Flagging dates close in time

Is there a way of flagging dates which are close together in time (if I say a week, for example?). Trouble is, there is no base date from which to define it; it would be looking across to other values. A terrible explanation I know, but perhaps the below example would help!

Date Colour
01-Jan-22 Red
01-Feb-22 Blue
14-Feb-22 Yellow
15-Feb-22 Red
01-Mar-22 Blue
02-Mar-22 Blue
07-Mar-22 Blue
08-Mar-22 Red
01-Sep-22 Red

Those “Blue” rows in March I would like to be able to flag. But equally that could be in May, June or September. The ultimate goal would be to then look into each date cluster to see if nominal values are the same, but I think I can do that. It’s just trying to gather up similar dates which is the part stumping me for the time being.

Hi @JWebb

An Auto-Binner node came to mind when I read your description. I would opt for something like:

Use an Extract Date&Time Fields node, select the Week as Date Field. This will generate the corresponding week number for each date.
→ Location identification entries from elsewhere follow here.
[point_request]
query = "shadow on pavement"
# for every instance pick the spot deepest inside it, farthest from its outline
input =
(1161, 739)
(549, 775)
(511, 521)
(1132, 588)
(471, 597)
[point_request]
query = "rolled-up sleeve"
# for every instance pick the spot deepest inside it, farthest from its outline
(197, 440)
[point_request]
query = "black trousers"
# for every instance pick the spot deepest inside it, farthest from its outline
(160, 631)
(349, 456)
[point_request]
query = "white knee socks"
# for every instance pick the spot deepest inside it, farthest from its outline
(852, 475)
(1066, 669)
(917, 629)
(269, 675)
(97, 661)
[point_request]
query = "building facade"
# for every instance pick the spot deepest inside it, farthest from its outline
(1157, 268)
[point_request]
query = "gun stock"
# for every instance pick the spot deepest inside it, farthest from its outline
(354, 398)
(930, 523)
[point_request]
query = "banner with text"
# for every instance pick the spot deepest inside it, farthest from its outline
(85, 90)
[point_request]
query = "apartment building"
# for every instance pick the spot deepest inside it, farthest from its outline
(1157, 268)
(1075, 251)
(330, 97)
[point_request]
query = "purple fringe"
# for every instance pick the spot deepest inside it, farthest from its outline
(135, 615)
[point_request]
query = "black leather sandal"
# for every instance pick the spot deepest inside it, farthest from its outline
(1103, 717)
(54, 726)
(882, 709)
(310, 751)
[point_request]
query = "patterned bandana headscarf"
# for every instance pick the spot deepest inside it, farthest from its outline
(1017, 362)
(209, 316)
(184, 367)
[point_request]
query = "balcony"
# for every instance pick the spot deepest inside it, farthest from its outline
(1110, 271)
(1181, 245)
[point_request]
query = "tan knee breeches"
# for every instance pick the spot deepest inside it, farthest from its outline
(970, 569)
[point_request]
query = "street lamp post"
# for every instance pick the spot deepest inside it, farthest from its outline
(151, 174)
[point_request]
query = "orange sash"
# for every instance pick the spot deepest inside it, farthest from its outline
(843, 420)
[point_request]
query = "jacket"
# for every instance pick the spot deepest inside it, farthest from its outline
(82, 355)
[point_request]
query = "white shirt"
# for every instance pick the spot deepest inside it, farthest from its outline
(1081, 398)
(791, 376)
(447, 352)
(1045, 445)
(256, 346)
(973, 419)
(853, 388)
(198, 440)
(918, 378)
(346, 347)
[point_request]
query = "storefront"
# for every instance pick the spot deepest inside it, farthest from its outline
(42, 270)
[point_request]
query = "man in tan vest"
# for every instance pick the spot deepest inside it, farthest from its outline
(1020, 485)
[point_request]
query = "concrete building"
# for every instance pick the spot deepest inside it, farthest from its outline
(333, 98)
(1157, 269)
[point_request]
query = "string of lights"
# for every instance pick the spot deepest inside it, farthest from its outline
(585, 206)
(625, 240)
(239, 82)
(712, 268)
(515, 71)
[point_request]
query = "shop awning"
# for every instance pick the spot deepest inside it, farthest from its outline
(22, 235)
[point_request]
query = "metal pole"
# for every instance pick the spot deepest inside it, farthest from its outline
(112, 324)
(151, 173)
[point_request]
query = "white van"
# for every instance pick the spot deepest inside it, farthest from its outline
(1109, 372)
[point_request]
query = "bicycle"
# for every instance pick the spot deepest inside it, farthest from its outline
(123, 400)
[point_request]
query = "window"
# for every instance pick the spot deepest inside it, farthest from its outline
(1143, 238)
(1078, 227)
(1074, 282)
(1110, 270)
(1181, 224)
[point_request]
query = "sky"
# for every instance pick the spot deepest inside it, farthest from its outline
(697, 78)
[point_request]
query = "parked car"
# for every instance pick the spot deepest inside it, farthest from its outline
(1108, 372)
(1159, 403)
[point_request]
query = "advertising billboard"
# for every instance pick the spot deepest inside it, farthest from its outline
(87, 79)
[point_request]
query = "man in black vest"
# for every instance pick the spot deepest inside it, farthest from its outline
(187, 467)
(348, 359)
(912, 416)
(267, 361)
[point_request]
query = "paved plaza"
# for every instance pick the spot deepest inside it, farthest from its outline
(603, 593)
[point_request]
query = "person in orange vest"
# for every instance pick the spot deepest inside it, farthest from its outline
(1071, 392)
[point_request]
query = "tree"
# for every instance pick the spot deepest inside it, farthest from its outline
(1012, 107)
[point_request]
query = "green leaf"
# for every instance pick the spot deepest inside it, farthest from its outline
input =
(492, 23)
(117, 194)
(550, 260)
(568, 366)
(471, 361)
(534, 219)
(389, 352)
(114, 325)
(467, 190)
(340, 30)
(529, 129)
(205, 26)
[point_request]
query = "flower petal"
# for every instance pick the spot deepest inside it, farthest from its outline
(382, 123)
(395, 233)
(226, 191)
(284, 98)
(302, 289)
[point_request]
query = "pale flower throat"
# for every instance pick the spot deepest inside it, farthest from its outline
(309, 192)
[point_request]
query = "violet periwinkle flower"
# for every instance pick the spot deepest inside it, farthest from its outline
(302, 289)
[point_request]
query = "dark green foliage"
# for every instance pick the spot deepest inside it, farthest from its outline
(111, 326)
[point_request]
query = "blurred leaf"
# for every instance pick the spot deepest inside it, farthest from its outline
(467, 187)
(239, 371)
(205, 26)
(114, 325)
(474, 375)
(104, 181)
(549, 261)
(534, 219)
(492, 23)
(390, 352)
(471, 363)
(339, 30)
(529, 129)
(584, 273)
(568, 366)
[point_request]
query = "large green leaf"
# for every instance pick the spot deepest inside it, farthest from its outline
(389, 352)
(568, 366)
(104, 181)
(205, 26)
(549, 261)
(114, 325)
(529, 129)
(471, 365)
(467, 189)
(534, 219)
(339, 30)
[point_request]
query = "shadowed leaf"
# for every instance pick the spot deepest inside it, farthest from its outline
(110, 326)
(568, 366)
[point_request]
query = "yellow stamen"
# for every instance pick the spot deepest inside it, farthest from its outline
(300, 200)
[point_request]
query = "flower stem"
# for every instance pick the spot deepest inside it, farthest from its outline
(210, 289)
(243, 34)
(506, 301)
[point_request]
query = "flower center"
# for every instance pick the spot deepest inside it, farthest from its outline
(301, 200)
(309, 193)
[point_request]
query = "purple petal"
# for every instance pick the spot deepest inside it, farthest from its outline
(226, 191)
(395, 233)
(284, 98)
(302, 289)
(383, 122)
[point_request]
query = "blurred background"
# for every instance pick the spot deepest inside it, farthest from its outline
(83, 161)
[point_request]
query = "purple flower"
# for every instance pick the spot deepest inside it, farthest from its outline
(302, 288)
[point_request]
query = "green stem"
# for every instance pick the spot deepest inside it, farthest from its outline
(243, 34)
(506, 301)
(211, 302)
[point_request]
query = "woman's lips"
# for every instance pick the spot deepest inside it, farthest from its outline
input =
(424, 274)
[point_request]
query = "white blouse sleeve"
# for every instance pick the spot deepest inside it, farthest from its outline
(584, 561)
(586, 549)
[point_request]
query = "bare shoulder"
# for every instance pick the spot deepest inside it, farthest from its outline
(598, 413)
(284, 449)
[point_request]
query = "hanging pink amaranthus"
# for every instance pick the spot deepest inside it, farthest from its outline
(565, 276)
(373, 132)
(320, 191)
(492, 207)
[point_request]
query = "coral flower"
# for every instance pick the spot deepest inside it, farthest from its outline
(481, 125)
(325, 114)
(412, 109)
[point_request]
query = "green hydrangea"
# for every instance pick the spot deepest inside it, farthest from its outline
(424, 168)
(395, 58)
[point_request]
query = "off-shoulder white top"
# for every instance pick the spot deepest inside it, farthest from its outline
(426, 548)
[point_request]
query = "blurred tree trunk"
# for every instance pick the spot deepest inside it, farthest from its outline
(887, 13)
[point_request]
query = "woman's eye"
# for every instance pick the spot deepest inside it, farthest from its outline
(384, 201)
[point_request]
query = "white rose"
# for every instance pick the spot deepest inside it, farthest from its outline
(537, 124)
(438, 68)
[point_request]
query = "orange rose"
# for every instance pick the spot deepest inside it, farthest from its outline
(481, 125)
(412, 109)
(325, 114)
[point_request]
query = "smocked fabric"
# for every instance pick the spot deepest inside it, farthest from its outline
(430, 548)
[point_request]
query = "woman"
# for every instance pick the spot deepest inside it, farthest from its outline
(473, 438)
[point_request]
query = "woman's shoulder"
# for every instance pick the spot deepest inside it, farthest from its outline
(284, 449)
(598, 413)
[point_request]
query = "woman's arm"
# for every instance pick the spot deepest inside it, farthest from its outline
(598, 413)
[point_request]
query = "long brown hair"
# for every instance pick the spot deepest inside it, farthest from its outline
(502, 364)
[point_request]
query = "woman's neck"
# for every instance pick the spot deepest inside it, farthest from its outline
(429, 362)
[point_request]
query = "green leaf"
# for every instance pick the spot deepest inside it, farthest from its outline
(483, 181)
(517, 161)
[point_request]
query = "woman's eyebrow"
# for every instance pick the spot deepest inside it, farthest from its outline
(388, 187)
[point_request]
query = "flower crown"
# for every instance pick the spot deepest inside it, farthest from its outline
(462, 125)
The Auto-Binner node will then start looking for clusters where you can select the method of binning to your liking. Here I opted for a simple setup with 5 bins whereby the bin number is equivalent to your “colour”

Perhaps this could be a starting point.

2 Likes

@JWebb

I don’t know if the following workflow will help. I have put it up on KNIME Hub here so that people can play with it.

The workflow uses KNIME distance nodes and hierarchical clustering to identify dates within seven days of each other.

  1. The sample data is generated by creating a date range between 1 Jan 2022 and 31 Dec 2022. It then randomly knocks out approximately 80% of the dates leaving a random distribution of days remaining. This should approximate your data.

  2. The top branch then gets the last date in the sequence, converts it to a variable which is then used in the Date&Time Difference node to calculate the number of days between the row date and the reference last day in the sequence. We don’t need the actual date, we only need to be able to calculate the number of days between rows.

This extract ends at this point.